Why does enumerate_structures stop working?

Hi,
When I’m using enumerate_structures to enumerate new structures, it stops working for large size range. It works well for smaller size range, but it got stuck when the size range goes beyond 14. Why is this?

Here’s the code:

db = connect(‘vasp2db.db’)
slab = bulk(‘VN’, crystalstructure=‘rocksalt’, a=4.44)
conc_restr = {‘Ti’: (0.05, 0.96),‘V’: (0.05, 0.96),‘N’: (0.45, 0.96)}
data = {‘name’: [],‘conc_Ti’: [],‘conc_V’: [],‘conc_N’: [],‘predicted_energy’: []}

db_pred = connect(‘predstruc.db’)

cs = ClusterSpace(structure=slab,
cutoffs=[11.5, 5.5, 3.5],
chemical_symbols=[[‘Ti’, ‘V’],[‘N’,‘X’]])

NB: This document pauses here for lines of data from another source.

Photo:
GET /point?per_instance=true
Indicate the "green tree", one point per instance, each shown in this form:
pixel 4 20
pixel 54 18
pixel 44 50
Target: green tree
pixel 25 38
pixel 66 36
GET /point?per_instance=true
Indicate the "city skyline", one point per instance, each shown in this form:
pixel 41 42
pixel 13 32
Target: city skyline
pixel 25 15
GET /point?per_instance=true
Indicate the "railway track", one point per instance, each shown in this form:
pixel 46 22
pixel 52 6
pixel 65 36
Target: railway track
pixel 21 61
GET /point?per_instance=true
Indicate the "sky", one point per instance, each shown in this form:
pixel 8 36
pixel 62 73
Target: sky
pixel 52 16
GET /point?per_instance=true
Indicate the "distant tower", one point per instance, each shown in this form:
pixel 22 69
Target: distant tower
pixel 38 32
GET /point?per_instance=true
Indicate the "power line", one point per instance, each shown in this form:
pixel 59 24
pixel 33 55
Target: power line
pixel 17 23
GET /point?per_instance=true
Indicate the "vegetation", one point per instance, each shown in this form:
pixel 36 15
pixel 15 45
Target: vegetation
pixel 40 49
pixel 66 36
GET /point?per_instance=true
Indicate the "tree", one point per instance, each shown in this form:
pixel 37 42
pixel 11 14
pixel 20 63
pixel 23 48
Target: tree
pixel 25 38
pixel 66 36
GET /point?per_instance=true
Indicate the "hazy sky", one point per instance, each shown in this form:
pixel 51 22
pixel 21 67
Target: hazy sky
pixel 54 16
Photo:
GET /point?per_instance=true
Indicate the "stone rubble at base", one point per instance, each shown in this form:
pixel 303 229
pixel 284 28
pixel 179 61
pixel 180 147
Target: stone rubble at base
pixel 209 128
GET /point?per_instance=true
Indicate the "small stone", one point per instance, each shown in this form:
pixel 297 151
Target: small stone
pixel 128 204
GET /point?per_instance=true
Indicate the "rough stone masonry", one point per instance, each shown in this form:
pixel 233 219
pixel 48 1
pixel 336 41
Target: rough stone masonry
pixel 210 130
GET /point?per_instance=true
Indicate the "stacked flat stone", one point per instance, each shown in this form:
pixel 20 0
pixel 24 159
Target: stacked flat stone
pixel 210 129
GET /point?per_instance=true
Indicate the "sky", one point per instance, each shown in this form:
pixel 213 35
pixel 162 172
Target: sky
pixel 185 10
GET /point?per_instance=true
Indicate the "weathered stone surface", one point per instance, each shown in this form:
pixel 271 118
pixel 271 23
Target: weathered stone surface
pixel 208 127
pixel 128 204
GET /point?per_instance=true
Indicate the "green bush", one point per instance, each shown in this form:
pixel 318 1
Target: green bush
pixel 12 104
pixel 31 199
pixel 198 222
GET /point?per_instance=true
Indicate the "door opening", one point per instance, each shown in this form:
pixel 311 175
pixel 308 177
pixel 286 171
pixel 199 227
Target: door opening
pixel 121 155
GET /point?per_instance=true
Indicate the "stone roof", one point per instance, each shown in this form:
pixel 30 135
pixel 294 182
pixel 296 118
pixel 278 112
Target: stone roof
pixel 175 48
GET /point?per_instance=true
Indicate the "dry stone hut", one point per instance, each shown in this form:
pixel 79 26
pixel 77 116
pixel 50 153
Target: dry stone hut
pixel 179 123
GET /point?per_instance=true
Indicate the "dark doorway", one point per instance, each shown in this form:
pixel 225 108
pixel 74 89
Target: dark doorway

sc = StructureContainer(cluster_space=cs)
for row in db.select():
sc.add_structure(structure=row.toatoms(),
properties={‘mixing_energy’: row.mixing_energy})

opt = CrossValidationEstimator(fit_data=sc.get_fit_data(key=‘mixing_energy’), fit_method=‘lasso’)
opt.validate()
opt.train()
print(opt)

ce = ClusterExpansion(cluster_space=cs, parameters=opt.parameters, metadata=opt.summary)
ce.write(‘mixing_energy.ce’)

i=299034

for structure in enumerate_structures(structure=slab, sizes=range(14, 16), chemical_symbols=[[‘Ti’,‘V’], [‘N’,‘C’]], concentration_restrictions=conc_restr):
i = i+1
name = int(i)
conc_1 = structure.get_chemical_symbols().count(‘Ti’) / (structure.get_chemical_symbols().count(‘Ti’) + structure.get_chemical_symbols().count(‘V’))
conc_2 = structure.get_chemical_symbols().count(‘N’) / (structure.get_chemical_symbols().count(‘N’) + structure.get_chemical_symbols().count(‘C’))
with open(‘sublat.csv’,‘a+’) as f:
f.write(‘{}\t{}\t{}\t\n’.format(name,conc_1,conc_2))
structure =structure[~(structure.symbols == ‘C’)]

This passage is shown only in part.